By 4pm, I needed to get out of there. I’d almost put in a full shift at Micky D’s, and I was well over the whole thing. Giant was also ready to go, but everyone else seemed sucked into the vortex of overly processed food. I couldn’t even look at the stuff anymore, and began craving a salad more than oxygen itself. We will be in a real town tomorrow, there will be vegetables.
Giant and I cruised back to the trail, back home to our dirty palace of mountains and fresh air. It felt excellent to be there, and the hours of rest had really given my feet a chance to get over their complaining. I took to a nice slow pace admiring the rocks and mountains around me, beauty at it’s finest. I really didn’t expect such a glorious scene after being at a rest stop all day, but I appreciated everything about it. This whole thing goes so much better when my body isn’t complaining, and going slow helped with that.

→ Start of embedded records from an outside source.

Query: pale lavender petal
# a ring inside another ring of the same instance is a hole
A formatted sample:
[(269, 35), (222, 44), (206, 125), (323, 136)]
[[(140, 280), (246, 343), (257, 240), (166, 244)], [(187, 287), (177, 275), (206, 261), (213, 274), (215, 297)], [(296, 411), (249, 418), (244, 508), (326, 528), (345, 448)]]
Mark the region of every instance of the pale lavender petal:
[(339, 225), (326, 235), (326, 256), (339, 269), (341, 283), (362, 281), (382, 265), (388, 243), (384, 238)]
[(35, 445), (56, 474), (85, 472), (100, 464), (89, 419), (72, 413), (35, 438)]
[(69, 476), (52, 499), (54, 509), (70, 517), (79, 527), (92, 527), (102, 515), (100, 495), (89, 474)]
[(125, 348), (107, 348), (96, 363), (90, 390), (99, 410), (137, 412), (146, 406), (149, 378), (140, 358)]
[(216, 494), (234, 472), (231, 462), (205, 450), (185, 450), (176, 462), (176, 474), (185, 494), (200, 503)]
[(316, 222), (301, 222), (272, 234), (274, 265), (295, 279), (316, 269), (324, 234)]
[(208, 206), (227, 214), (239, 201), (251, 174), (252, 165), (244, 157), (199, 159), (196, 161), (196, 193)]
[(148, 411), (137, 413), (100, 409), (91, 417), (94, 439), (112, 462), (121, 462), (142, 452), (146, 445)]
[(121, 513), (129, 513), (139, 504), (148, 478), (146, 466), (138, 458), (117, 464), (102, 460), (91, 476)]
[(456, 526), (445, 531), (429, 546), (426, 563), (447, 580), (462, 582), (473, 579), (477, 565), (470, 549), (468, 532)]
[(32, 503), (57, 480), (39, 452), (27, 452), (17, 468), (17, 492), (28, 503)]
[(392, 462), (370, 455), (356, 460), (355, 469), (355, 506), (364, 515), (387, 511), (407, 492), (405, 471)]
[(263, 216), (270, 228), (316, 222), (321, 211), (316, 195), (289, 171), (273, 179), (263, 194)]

Of course, that wasn’t long lived. I hadn’t planned on going too far, but after 5 miles it seemed all hell had broken loose. My blister toe lost it’s fancy blister bandaid, which taunted my other toes as it decided to float around my sock, and then…lady trouble arrived. Early. On top of a mountain ridge. 5 miles from the very place I could have dealt with it properly. 17 waterless miles from where I can do anything else about it besides some trail improv. Cue tears? Nah…cue calling it a night and camping in a beautiful meadow. Cue sleeping it off and enjoying the view from my tent. Cue obnoxious guys who decided to camp right next to me and make a bunch of immature jokes. Cue ear plugs, and a brand new day tomorrow.